[whatwg] Sandboxing to accommodate user generated content.

Tue Feb 17 17:26:32 PST 2009

On Tue, 17 Jun 2008, Frode Børli wrote:
> 
> A major challenge for many web developers is validating "untrusted" content
> such as the message body of a blog comment. Unless the developer has a
> flawless and future proof algorithm for ensuring that the message body does
> not contain any script, web developers have to resort to text only - or
> bbCode-style markup languages to allow users to post text content with
> richer formatting. [...]
> 
> Another problem which makes future proofing this type of security is that
> standards evolve. A few years ago you could safely allow users to apply
> css-styles to tags. [...]

In general using whitelisting and a real parser and serialiser 
combination, e.g. what html5lib does now, allows one to have pretty secure 
and future-proof sanitiser.

> One solution:
> 
> <htmlarea>User generated content</htmlarea>
> 
> No scripts would ever be allowed to be executed inside this tag. 
> Malicious users could potentially submit "</htmlarea> unsafe content 
> <htmlarea>" and get around this. There are as I can see it two solutions 
> to this:
> 
> User generated content inside the tag must be escaped using html 
> entities (but still rendered as html by the user agent), or the author 
> must prevent users from submitting the string "</htmlarea>" and all 
> possible variations of the tag.
> 
> If the first solution is used, then browsers should display a strong 
> security warning if unescaped content is seen between htmlarea-tags on a 
> website (to educated web developers).

HTML5 now has something similar to this:

   <iframe sandbox src="data:text/html;base64,..."></iframe>

...where "..." is the sanitised user-provided content, base64-encoded.

On Tue, 17 Jun 2008, Frode Børli wrote:
> 
> In the discussions I find that backward compatability is absolutely the 
> most important issue. Second is that it must be easy for web developers 
> to use the features.
> 
> The suggested solution of using an attribute on an <iframe> element for 
> storing the user generated content has several problems;
> 
> 1: The use of src= as a fallback means that style information will be 
> lost and stylesheets must be loaded again.

The CSS can be embedded in the iframed snippets in the transition period; 
on the long term, the "seamless" attribute side-steps this issue.

> 2: The use of src= yields problems with iframe heights (since the 
> src-url must be hosted on another server javascript cannot fix this) and 
> HTML 4 browsers have no other method of adjusting the iframe height 
> according to the content.

The "seamless" attribute addresses this also, though admittedly there is 
no good short-term fix for this.

> 3: If you have a page that lists 60 comments on a blog, then the user 
> agent would have to contact the server 60 times to fetch each comment.

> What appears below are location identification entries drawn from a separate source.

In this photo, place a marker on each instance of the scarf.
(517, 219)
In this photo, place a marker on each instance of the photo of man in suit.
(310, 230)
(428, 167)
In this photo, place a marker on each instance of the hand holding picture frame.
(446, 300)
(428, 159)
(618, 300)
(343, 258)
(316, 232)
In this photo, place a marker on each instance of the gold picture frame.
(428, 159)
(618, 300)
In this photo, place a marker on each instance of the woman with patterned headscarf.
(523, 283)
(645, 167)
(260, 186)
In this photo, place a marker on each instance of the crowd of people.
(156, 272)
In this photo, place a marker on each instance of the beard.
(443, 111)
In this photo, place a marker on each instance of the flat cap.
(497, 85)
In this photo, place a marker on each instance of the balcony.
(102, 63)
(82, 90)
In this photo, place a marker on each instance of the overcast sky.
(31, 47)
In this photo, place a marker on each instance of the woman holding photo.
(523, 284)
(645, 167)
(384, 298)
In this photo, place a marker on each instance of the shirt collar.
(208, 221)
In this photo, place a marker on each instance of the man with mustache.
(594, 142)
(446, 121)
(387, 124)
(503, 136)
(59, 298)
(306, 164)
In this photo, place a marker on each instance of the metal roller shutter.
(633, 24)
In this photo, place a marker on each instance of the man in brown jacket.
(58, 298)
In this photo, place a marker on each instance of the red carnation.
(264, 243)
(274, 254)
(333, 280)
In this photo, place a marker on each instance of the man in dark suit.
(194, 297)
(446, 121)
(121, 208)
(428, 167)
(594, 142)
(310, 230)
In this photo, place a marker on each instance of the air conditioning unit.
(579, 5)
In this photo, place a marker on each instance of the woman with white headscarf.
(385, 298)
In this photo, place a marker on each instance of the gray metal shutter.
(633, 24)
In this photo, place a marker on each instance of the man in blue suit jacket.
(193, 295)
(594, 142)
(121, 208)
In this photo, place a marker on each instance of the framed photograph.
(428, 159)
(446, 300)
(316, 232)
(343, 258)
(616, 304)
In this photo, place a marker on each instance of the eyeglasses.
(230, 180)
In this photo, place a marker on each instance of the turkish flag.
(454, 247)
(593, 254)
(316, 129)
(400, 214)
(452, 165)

With data: URLs, all the comments can be included in the original request.

> 4: For the fallback method of using src= for HTML 4 browsers to actually 
> work, the fallback documents must be hosted on a separate domain name. 
> This again means that a website using HTTPS must purchase and maintain 
> two certificates.

This is a problem with any solution that is intended to work with today's 
browsers without server-side sanitation, indeed.

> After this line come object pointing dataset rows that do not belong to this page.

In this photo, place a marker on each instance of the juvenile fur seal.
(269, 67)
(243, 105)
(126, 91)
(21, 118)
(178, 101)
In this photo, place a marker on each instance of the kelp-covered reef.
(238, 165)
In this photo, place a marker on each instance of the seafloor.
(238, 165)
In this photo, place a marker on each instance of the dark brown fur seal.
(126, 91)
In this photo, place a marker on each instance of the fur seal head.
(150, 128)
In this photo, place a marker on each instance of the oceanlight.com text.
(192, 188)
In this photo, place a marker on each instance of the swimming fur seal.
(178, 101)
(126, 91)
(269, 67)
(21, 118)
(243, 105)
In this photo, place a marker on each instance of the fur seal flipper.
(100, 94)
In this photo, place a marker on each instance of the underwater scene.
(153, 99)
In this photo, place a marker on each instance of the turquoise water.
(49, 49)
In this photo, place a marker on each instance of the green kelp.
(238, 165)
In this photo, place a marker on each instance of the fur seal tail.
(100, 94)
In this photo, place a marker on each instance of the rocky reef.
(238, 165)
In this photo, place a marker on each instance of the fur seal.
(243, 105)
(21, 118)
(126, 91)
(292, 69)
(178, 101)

> If we add a new element <htmlarea></htmlarea>, old browsers will run 
> scripts, while new browsers will stop scripts and this is a major 
> problem.

Indeed.

> If HTML 5 browsers require everything between <htmlarea></htmlarea> to 
> be html entity escaped, that is < and > must be replaced with < and 
> > respectively. If this is not done, HTML 5 browsers will issue a 
> severe warning and refuse to display the page. Developers will quickly 
> learn.

How would the browser know when the </htmlarea> tag is the actual end tag 
or just something that the author forgot to escape?

> HTML 4 browsers will never run scripts (since it will only see plain 
> text). HTML 5 browsers will display rich text. It would be completely 
> secure for both HTML 4 and HTML 5 browsers.
>
> A simple Javascript could clean up the HTML markup for HTML 4 browsers..

Wouldn't that reintroduce the security bugs?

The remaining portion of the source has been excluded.